Burkitt lymphoma (BL) is an aggressive germinal center B-cell-derived malignancy. Historically, sporadic, endemic, and immunodeficiency-associated epidemiological variants were distinguished which differ in the frequency of Epstein-Barr virus (EBV) association. Aiming at identifying subgroups based on DNA methylation patterns we here profiled 96 primary BL cases, 17 BL cell lines and 6 lymphoblastoid cell lines using Illumina BeadChip arrays.

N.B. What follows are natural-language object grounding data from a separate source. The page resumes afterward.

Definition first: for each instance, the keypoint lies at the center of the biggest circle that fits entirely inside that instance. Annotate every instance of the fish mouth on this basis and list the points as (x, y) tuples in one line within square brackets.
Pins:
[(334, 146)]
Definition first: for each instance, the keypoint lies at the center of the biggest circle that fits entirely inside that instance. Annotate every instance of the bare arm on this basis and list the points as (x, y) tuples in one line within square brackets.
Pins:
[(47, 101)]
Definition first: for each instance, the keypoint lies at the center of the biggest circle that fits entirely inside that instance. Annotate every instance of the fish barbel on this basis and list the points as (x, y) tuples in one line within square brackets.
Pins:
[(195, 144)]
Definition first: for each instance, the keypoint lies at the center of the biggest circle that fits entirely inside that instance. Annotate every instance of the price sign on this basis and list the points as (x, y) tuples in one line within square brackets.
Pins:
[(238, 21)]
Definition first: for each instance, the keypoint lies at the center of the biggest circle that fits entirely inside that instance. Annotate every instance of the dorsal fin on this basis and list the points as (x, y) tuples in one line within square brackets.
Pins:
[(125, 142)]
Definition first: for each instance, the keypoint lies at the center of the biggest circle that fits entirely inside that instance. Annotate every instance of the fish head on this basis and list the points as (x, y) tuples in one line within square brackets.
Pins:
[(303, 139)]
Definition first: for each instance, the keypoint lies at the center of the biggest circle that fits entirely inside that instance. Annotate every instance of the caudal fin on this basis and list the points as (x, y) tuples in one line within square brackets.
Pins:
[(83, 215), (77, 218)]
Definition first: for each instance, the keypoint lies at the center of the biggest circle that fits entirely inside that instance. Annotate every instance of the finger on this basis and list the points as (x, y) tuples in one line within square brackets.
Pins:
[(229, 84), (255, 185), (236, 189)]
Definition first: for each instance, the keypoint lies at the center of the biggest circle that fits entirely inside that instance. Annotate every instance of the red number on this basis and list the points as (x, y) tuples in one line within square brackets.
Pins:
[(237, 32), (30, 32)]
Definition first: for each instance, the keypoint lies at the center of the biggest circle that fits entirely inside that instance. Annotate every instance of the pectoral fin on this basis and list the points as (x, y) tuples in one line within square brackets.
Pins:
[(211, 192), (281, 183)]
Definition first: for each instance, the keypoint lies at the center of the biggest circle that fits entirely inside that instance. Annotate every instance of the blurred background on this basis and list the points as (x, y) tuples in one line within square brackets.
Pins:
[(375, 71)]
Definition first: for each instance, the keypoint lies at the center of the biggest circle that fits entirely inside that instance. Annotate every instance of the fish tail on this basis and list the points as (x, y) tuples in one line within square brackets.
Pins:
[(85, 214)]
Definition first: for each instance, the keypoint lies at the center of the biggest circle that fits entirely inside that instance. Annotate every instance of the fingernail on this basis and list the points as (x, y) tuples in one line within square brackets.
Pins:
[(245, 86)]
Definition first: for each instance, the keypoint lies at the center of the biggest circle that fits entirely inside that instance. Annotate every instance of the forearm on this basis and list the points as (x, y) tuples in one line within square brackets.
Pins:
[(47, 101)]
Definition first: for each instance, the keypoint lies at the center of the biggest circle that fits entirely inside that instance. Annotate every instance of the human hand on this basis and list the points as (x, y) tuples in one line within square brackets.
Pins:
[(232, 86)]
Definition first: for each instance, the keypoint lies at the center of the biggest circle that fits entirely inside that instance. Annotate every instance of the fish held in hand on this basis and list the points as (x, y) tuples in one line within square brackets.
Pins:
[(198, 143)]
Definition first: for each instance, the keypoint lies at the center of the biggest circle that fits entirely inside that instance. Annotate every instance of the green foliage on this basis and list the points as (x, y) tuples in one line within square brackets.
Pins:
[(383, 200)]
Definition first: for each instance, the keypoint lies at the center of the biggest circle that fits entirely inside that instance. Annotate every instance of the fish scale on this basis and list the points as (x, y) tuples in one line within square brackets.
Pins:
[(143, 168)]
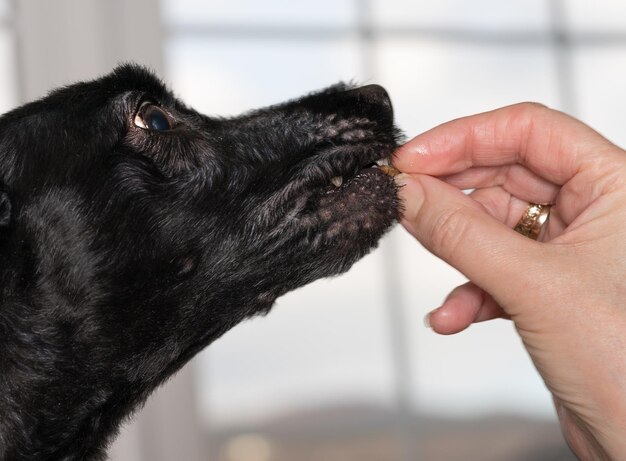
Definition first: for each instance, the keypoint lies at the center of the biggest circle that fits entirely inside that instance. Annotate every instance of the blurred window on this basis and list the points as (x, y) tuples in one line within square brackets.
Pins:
[(8, 96)]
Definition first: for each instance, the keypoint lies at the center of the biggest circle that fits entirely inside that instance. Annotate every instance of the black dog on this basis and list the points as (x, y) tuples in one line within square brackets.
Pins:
[(134, 231)]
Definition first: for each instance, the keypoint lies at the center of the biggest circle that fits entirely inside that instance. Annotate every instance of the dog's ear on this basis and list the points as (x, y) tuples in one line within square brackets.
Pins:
[(5, 209)]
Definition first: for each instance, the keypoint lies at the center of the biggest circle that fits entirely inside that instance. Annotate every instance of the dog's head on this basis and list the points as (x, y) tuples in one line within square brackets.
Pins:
[(141, 229)]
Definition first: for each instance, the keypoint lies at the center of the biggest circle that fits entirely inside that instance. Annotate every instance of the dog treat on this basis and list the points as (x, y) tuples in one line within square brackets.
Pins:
[(390, 170)]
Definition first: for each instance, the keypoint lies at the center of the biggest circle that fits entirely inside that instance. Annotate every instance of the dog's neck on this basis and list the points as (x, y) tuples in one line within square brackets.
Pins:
[(51, 408)]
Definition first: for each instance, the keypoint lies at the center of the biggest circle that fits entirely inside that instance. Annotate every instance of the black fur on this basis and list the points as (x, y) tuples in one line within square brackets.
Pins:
[(125, 251)]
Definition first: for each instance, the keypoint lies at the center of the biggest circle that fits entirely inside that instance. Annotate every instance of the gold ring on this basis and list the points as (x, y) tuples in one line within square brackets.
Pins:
[(533, 220)]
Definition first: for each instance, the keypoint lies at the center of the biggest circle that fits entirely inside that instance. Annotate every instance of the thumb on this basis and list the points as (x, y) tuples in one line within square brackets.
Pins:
[(459, 230)]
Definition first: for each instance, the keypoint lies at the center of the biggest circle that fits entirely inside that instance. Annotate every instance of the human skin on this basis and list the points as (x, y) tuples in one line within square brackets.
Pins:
[(566, 291)]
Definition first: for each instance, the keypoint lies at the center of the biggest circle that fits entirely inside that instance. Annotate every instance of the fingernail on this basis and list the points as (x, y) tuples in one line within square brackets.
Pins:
[(411, 194), (427, 320)]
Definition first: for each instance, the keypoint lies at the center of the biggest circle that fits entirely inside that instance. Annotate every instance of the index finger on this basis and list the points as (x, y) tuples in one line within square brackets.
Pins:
[(553, 145)]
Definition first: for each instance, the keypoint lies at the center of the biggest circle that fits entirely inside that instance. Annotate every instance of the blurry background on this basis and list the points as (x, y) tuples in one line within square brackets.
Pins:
[(344, 369)]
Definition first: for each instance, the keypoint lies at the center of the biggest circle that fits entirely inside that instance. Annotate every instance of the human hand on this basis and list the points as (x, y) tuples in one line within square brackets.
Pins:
[(566, 292)]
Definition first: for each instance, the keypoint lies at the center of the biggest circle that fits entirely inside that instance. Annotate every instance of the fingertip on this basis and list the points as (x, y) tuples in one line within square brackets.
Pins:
[(408, 157), (446, 321)]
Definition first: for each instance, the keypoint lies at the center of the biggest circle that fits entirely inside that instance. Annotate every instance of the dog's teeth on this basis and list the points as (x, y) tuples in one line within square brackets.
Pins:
[(390, 170), (337, 180)]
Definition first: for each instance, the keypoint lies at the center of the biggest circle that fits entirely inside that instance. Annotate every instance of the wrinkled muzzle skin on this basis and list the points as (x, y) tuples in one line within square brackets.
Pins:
[(127, 246)]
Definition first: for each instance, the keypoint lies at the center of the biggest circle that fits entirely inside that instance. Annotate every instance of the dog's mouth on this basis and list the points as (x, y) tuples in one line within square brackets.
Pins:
[(383, 164)]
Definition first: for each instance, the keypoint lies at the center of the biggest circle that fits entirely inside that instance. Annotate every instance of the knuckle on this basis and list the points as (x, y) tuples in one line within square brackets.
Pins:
[(448, 232)]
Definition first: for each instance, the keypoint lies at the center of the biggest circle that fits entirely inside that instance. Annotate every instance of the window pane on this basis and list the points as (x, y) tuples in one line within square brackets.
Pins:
[(229, 76), (263, 13), (599, 16), (600, 74), (8, 97), (4, 9), (484, 15), (432, 82)]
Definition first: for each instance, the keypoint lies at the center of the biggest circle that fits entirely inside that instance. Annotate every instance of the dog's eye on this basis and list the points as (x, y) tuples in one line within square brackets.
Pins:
[(152, 117)]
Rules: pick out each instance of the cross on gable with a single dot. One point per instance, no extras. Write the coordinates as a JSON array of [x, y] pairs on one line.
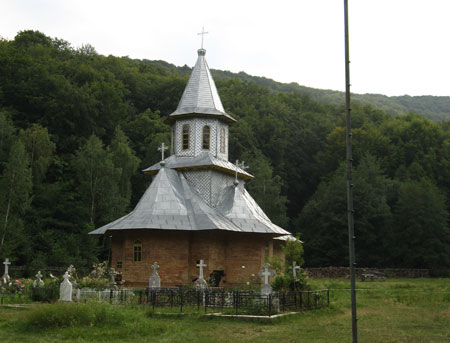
[[203, 33], [162, 148], [201, 265]]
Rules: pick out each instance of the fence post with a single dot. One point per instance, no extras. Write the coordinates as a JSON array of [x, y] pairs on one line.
[[328, 297], [180, 291]]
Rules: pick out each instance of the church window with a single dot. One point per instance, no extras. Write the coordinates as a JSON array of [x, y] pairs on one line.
[[185, 136], [137, 251], [206, 134], [222, 140]]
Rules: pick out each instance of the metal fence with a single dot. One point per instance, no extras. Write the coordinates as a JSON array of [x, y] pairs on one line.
[[212, 300]]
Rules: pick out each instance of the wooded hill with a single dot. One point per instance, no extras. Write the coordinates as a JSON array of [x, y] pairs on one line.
[[76, 127]]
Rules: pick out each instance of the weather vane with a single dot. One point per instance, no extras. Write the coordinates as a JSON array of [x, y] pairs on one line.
[[203, 33]]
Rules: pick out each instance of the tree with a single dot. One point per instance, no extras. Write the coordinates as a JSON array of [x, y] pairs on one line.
[[16, 185], [420, 237], [125, 161], [99, 180], [40, 149], [323, 221]]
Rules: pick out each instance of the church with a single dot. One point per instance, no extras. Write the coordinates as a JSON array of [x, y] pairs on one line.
[[197, 207]]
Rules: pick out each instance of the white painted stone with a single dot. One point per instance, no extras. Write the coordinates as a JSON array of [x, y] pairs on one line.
[[65, 289]]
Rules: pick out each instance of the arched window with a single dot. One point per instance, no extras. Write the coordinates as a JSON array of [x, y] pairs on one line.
[[137, 251], [222, 140], [206, 134], [185, 140]]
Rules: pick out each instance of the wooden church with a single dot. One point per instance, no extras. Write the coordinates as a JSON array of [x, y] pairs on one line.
[[197, 207]]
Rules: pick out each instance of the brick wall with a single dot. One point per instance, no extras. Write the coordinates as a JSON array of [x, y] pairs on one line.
[[177, 253]]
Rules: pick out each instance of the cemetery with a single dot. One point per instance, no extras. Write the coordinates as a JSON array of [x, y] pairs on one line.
[[199, 297]]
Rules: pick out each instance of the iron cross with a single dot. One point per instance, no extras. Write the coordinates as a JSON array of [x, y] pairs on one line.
[[203, 33], [162, 148]]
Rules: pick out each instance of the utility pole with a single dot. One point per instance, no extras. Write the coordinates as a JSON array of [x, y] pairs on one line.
[[350, 211]]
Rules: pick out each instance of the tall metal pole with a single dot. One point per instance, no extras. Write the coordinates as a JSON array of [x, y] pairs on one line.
[[350, 211]]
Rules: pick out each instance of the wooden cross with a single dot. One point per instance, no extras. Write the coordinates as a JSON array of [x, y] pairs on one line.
[[295, 268], [66, 277], [155, 268], [266, 273], [6, 263], [162, 148], [201, 265], [203, 33]]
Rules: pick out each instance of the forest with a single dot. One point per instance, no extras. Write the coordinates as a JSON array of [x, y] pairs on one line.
[[76, 129]]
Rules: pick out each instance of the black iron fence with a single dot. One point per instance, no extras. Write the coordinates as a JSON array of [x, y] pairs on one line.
[[216, 300]]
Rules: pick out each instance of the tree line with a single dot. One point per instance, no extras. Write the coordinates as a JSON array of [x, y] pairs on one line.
[[77, 127]]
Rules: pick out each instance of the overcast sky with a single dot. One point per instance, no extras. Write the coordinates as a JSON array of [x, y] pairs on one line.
[[397, 47]]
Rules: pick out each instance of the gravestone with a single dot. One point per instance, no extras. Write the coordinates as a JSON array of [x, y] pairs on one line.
[[154, 281], [65, 289], [6, 277], [112, 281], [266, 273], [294, 269], [201, 282], [38, 283]]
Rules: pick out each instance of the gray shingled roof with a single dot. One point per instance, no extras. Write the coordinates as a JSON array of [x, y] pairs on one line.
[[200, 95], [171, 204], [202, 160]]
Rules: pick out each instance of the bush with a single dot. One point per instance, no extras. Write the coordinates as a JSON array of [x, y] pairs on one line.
[[72, 315]]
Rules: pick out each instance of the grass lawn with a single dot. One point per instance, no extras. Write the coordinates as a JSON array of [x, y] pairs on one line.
[[395, 310]]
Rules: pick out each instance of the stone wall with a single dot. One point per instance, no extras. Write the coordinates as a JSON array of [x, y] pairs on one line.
[[343, 272]]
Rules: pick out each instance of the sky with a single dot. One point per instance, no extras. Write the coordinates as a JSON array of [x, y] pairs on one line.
[[397, 47]]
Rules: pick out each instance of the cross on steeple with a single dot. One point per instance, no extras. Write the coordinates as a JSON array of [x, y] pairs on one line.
[[203, 33], [162, 148]]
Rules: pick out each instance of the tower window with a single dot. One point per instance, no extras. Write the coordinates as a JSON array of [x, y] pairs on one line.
[[185, 137], [206, 134], [137, 251], [222, 140]]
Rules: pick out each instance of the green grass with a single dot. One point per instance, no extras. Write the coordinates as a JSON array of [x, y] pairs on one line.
[[395, 310]]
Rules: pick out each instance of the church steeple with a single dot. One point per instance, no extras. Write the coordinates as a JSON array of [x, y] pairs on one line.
[[200, 97]]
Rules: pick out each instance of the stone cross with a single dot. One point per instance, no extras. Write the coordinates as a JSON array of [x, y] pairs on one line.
[[162, 148], [65, 289], [38, 282], [201, 265], [154, 281], [295, 268], [6, 263], [266, 272], [155, 268], [203, 33]]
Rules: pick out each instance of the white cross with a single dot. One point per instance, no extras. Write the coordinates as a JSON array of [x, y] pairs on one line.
[[266, 273], [295, 268], [6, 263], [66, 277], [201, 265], [155, 268], [203, 33], [162, 148]]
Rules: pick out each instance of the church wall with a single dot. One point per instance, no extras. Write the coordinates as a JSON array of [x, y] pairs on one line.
[[178, 252]]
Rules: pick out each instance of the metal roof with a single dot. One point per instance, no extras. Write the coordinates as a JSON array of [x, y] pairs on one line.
[[171, 204], [204, 160], [200, 95]]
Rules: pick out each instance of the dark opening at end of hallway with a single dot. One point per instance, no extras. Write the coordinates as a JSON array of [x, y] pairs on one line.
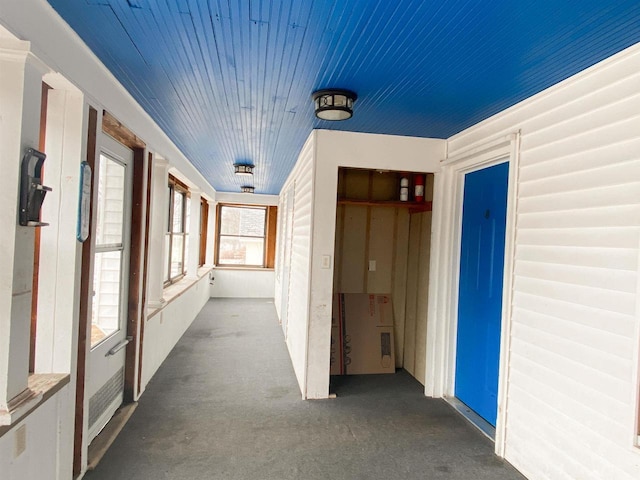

DNA methylation clustered the cases into each two subgroups according to EBV status, with each showing two underlying subgroups (EBV-positive: BL-mC1, BL-mC2 and EBV-negative: BL-mC3, BL-mC4). The subgroups BL-mC1/2 enriched for EBV-positive cases showed increased DNA methylation, epigenetic age and in part increased proliferation history compared to BL-mC3/4. CpGs hypermethylated in EBV-positive BLs were enriched for polycomb repressive complex 2 marks, while the CpGs hypomethylated in EBV-negative BLs were linked to B-cell receptor signaling. EBV-associated hypermethylation affected regulatory regions of genes frequently mutated in BL (e.g. CCND3, TP53), and impacted superenhancers, suggesting that hypermethylation may compensate for the lower mutation burden of oncogenic drivers in EBV-positive BLs. Though minor, but significant differences were also observed between EBV-positive endemic and sporadic cases (e.g. at the SOX11 and RUNX1 loci), our findings suggest that EBV status, rather than epidemiological variants, drive the DNA methylation-based subgrouping of BL. We collected 113 samples from patients with Burkitt lymphoma (sBL: n=70; eBL: n=20), Burkitt lymphoma-derived cell lines (n=17) and lymphoblastoid cell lines (n=6). The samples were analyzed using the Infinium HumanMethylation450 BeadChip array.